Notes from the Field | The Children's Hospital of Philadelphia

International Medicine

Notes from the field: Caring for children with HIV

By Matt Kelly, MD, MPH, David N. Pincus Global Health Fellow

As the Africa fellow for the David N. Pincus Global Health Fellowship, I split my time between Princess Marina Hospital in Gaborone, Botswana, and Sparrow Village — an orphanage in Johannesburg, South Africa. Looking back on my time in this fellowship and in these countries, I am most struck by the devastating effect that HIV has had on the region’s children.

On the wards of Princess Marina, I am constantly surprised by the number of children cared for by grandparents, aunts and uncles, or even family friends, as well as by the number of HIV-infected mothers who are too ill to support their families. Similarly, the impact of HIV on family life in South Africa is clearly evident at Sparrow Village. The orphanage, originally founded to care for a relatively small number of HIV-infected individuals, has since transformed into a home for more than 260 children orphaned by HIV/AIDS.

However, I am also encouraged by signs that the HIV epidemics in these countries are stabilizing, and that steps are being taken to ameliorate the effect of HIV on children. Botswana has implemented a model program to prevent mother-to-child transmission of HIV, markedly reducing the number of perinatally infected children, while providing those children who do acquire the virus access to a growing list of antiretroviral medications.

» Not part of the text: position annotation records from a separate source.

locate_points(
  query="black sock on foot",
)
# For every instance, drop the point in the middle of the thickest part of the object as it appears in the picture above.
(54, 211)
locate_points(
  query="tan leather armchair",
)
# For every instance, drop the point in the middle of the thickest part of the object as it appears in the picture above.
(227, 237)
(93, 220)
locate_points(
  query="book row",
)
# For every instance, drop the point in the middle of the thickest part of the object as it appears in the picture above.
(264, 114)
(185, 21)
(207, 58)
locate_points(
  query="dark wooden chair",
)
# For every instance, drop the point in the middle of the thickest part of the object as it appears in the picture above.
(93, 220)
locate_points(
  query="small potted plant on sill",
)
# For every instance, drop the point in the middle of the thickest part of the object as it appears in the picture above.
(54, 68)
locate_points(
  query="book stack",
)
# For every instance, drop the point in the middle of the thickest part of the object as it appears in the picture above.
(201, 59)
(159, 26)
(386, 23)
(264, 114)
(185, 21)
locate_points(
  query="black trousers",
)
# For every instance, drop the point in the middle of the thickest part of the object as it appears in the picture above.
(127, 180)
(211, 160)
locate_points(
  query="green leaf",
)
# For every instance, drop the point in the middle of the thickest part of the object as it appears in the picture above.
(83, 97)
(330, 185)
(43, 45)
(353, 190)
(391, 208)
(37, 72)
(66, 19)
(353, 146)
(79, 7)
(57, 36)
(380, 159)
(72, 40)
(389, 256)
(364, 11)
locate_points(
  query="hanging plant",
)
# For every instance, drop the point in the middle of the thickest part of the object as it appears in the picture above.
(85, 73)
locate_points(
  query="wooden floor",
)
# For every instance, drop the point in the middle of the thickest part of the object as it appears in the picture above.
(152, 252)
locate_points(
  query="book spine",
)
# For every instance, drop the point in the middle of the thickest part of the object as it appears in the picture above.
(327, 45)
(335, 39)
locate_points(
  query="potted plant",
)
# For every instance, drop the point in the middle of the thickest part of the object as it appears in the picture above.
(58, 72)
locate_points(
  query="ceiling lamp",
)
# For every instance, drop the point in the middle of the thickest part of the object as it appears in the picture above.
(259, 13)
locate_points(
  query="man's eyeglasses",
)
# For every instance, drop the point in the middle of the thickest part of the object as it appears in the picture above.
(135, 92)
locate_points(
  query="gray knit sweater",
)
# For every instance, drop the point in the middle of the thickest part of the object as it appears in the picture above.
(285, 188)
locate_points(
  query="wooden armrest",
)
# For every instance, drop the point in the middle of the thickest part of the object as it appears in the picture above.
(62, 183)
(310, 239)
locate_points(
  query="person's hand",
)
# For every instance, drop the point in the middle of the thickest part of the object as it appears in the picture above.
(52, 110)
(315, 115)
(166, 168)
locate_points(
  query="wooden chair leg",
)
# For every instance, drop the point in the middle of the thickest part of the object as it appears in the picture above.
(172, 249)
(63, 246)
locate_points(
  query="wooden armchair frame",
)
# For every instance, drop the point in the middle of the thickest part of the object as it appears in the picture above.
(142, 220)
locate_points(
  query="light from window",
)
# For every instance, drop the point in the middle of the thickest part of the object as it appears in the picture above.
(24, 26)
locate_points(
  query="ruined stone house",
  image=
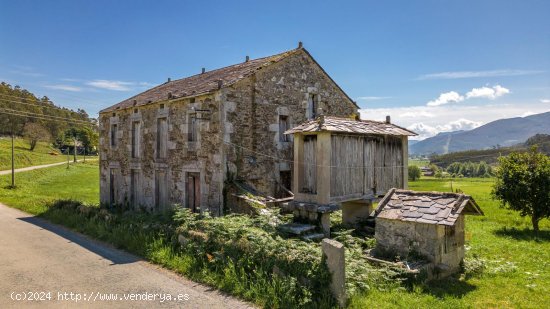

Similarly, the care that Sparrow Village provides to HIV-infected children has changed remarkably since antiretroviral medications became available in South Africa. Perhaps the most visible reminder of this is an old tree in the main lobby of the orphanage on which a small, brass sparrow is nailed in honor of each child who dies of HIV at Sparrow Village. While the overall number of sparrows is staggering, the vast majority are from the pre-HAART (Highly Active Antiretroviral Therapy) era, when the facility functioned as a hospice for children with AIDS.

With lifesaving antiretroviral medications, Sparrow’s children are now surviving into adulthood, and the orphanage has moved from providing short-term care for terminally ill children to supporting health and development throughout childhood. Many of Sparrow’s HIV-infected children are now adolescents and are struggling to understand what it means to grow up with HIV — how they should approach relationships now and how they will transition from school to work and start their own families. This must certainly be one of the most profound examples of how far our ability to treat pediatric HIV has come; children who until recently would not have lived more than a few years are now thinking of a day when they might have children of their own.